Mittelstand hegt zu hohe Renditeerwartungen

Berater von Stefan Terliesner

Studie: Mittelständler überschätzen die mögliche Anlagerendite und unterschätzen ihre Pensionsverpflichtungen. Jedes vierte Unternehmen ist nicht ausreichend finanziert.

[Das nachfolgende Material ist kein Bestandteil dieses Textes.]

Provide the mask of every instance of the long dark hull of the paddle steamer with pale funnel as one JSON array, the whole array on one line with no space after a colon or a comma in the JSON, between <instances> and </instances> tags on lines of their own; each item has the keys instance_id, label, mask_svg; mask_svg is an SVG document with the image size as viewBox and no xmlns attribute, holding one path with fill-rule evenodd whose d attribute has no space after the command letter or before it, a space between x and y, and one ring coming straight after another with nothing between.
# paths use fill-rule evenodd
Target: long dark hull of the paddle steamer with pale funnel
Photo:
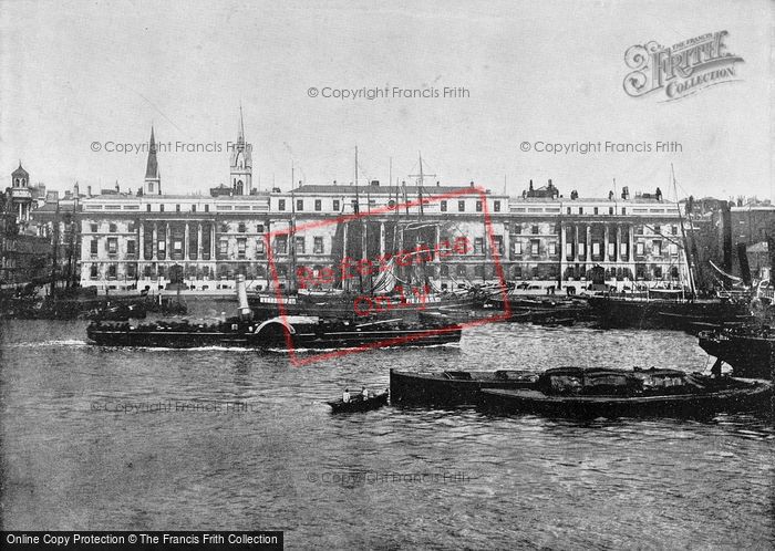
<instances>
[{"instance_id":1,"label":"long dark hull of the paddle steamer with pale funnel","mask_svg":"<svg viewBox=\"0 0 775 551\"><path fill-rule=\"evenodd\" d=\"M290 335L293 347L303 349L347 349L359 346L432 346L457 343L462 330L381 330L381 331L334 331L304 332ZM143 346L166 349L195 349L205 346L286 349L286 335L281 331L252 333L242 331L140 331L126 328L93 328L86 336L101 346Z\"/></svg>"}]
</instances>

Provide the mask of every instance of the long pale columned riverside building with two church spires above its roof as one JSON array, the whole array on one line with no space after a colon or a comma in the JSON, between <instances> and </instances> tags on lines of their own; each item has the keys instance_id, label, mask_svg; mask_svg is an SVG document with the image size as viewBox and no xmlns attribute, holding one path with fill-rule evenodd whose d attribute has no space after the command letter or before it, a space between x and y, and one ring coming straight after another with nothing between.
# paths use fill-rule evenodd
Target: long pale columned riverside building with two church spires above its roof
<instances>
[{"instance_id":1,"label":"long pale columned riverside building with two church spires above its roof","mask_svg":"<svg viewBox=\"0 0 775 551\"><path fill-rule=\"evenodd\" d=\"M318 274L339 267L344 257L363 257L362 242L373 260L402 241L403 248L422 241L433 249L433 241L459 238L468 243L465 253L436 256L425 266L441 288L492 281L497 277L494 254L504 277L515 282L555 282L560 276L564 282L587 280L593 268L604 270L609 281L685 278L679 207L664 201L659 189L585 199L575 191L564 197L551 181L538 189L530 183L520 197L479 194L473 185L372 181L259 193L251 186L251 169L240 117L228 189L166 195L152 132L142 193L111 190L81 201L82 285L155 290L182 281L193 289L218 289L234 287L241 273L260 290L273 280L268 247L276 282L288 285L300 269ZM422 212L418 205L390 208L420 196L427 201ZM338 222L355 212L368 216ZM412 227L424 229L412 237Z\"/></svg>"}]
</instances>

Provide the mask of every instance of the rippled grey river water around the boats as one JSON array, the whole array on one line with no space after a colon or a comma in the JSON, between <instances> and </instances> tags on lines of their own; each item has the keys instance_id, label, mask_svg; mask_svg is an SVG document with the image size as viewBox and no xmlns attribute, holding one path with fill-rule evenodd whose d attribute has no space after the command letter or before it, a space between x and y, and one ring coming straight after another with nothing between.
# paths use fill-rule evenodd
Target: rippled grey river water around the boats
<instances>
[{"instance_id":1,"label":"rippled grey river water around the boats","mask_svg":"<svg viewBox=\"0 0 775 551\"><path fill-rule=\"evenodd\" d=\"M775 547L765 414L581 423L324 404L385 388L390 367L709 367L680 332L492 324L459 347L293 367L4 321L0 365L6 530L277 529L289 549Z\"/></svg>"}]
</instances>

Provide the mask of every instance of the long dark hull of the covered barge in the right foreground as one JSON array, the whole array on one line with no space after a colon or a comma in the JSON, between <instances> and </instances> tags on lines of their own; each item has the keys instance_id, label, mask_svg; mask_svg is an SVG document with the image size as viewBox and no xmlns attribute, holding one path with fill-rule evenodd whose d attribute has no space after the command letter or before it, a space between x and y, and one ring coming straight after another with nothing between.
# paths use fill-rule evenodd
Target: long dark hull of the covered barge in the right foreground
<instances>
[{"instance_id":1,"label":"long dark hull of the covered barge in the right foreground","mask_svg":"<svg viewBox=\"0 0 775 551\"><path fill-rule=\"evenodd\" d=\"M717 412L766 409L771 397L768 383L704 394L641 397L549 396L535 389L488 388L482 391L480 406L497 413L558 417L706 417Z\"/></svg>"}]
</instances>

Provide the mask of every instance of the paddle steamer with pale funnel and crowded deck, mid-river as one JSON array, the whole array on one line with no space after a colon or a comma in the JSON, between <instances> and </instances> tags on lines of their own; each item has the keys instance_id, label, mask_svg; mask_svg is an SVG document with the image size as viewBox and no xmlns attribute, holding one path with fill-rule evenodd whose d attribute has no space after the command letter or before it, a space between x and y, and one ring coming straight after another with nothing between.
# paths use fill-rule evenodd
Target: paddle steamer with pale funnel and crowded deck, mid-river
<instances>
[{"instance_id":1,"label":"paddle steamer with pale funnel and crowded deck, mid-river","mask_svg":"<svg viewBox=\"0 0 775 551\"><path fill-rule=\"evenodd\" d=\"M192 349L239 346L249 349L348 349L369 345L438 345L457 343L462 328L438 321L402 319L363 321L283 316L255 321L248 306L245 279L237 280L239 313L215 324L183 321L131 323L93 322L86 336L102 346Z\"/></svg>"}]
</instances>

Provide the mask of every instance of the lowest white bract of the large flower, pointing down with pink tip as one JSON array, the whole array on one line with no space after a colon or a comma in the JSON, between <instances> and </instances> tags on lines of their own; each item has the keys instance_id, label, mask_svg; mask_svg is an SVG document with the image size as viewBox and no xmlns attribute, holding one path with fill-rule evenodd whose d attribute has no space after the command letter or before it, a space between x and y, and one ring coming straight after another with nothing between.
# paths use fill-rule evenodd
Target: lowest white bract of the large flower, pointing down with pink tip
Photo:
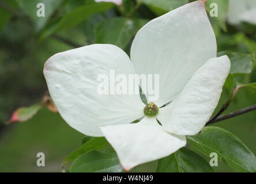
<instances>
[{"instance_id":1,"label":"lowest white bract of the large flower, pointing down with pink tip","mask_svg":"<svg viewBox=\"0 0 256 184\"><path fill-rule=\"evenodd\" d=\"M168 156L186 145L185 136L164 132L155 117L144 117L136 124L101 127L101 131L126 171Z\"/></svg>"}]
</instances>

Zinstief kommt verzögert in der Bilanz an

Unternehmer überschätzen die Renditen - das kann fatale Folgen haben. Fotolia / Eisenhans

Dem deutschen Mittelstand geht es offenbar gut. Rund 57 Prozent der Unternehmen haben Geld übrig und würden es gerne am Kapitalmarkt anlegen. Im Durchschnitt investieren sie 4,7 Millionen Euro. Das ist zwar weniger als im Vorjahr (5,9 Millionen Euro), aber immer noch ein hohes Niveau. Im Jahr 2009, also nach Ausbruch der Finanzkrise, betrug der Anlagebedarf 100.000 Euro. Dies geht aus der aktuellen Studie der Fachhochschule des Mittelstands (FHM) in Zusammenarbeit mit der Commerzbank hervor.

Verzerrte Wahrnehmung

Etwas überrascht stellen die Studienautoren fest, dass die Renditeerwartung der Mittelständler trotz des Null- und Negativzinsphase sogar um einen halben Prozentpunkt auf fast 3 Prozent gestiegen ist. Womöglich nehmen die Befragten implizit eine Erhöhung des Zinsniveaus voraus, mutmaßen die Wissenschaftler. Eine weitere Erklärung könne sein, dass die Mittelständler nicht den Marktzinssatz, sondern die langfristige Gewinnerwartungen an das eigene Unternehmen als Orientierungspunkt nehmen. „Da im letzten Jahr die Unternehmensgewinne zum Teil deutlich gesteigert werden konnten, führte dies zu höheren Unternehmensrenditen und damit auch zu gesteigerten Zins- und Renditeerwartungen insgesamt“, heißt es in der Studie.

In der Studie hätten 50 Prozent der Befragten angegeben, über keine Pensionsverpflichtungen zu verfügen. Insofern stehe die Hälfte der Befragten vor der Herausforderung, regelmäßig und in hinreichender Höhe ihre Pensionsverpflichtungen zu speisen. Dies werde zukünftig viele mittelständische Unternehmen vor Herausforderungen stellen, da die bis heute gebildeten Rückstellungen nicht ausreichten, um die künftigen Verpflichtungen zu erfüllen. Die Studienautoren gehen davon aus, dass der Rechnungszins für Pensionsrückstellungen in den nächsten fünf Jahren von rund 4 Prozent auf dann 2 Prozent sinkt – entsprechend mehr Kapital müssten die Unternehmen selber zur Deckung ihrer Versprechen zurücklegen.

Zinstief kommt verzögert in der Bilanz an

Über die Folgen der deutlich fallenden Rechnungszinskurve seien sich viele Mittelständler nicht klar. Unternehmen mit einem Umsatz zwischen 5 und 50 Millionen Euro bilanzieren ihre Pensionsrückstellungen in der Regel gemäß der zehnjährigen Durchschnittsbildung nach Handelsgesetzbuch (HGB). Das Zinstief kommt also erst nach und nach in der Bilanz der Unternehmen an.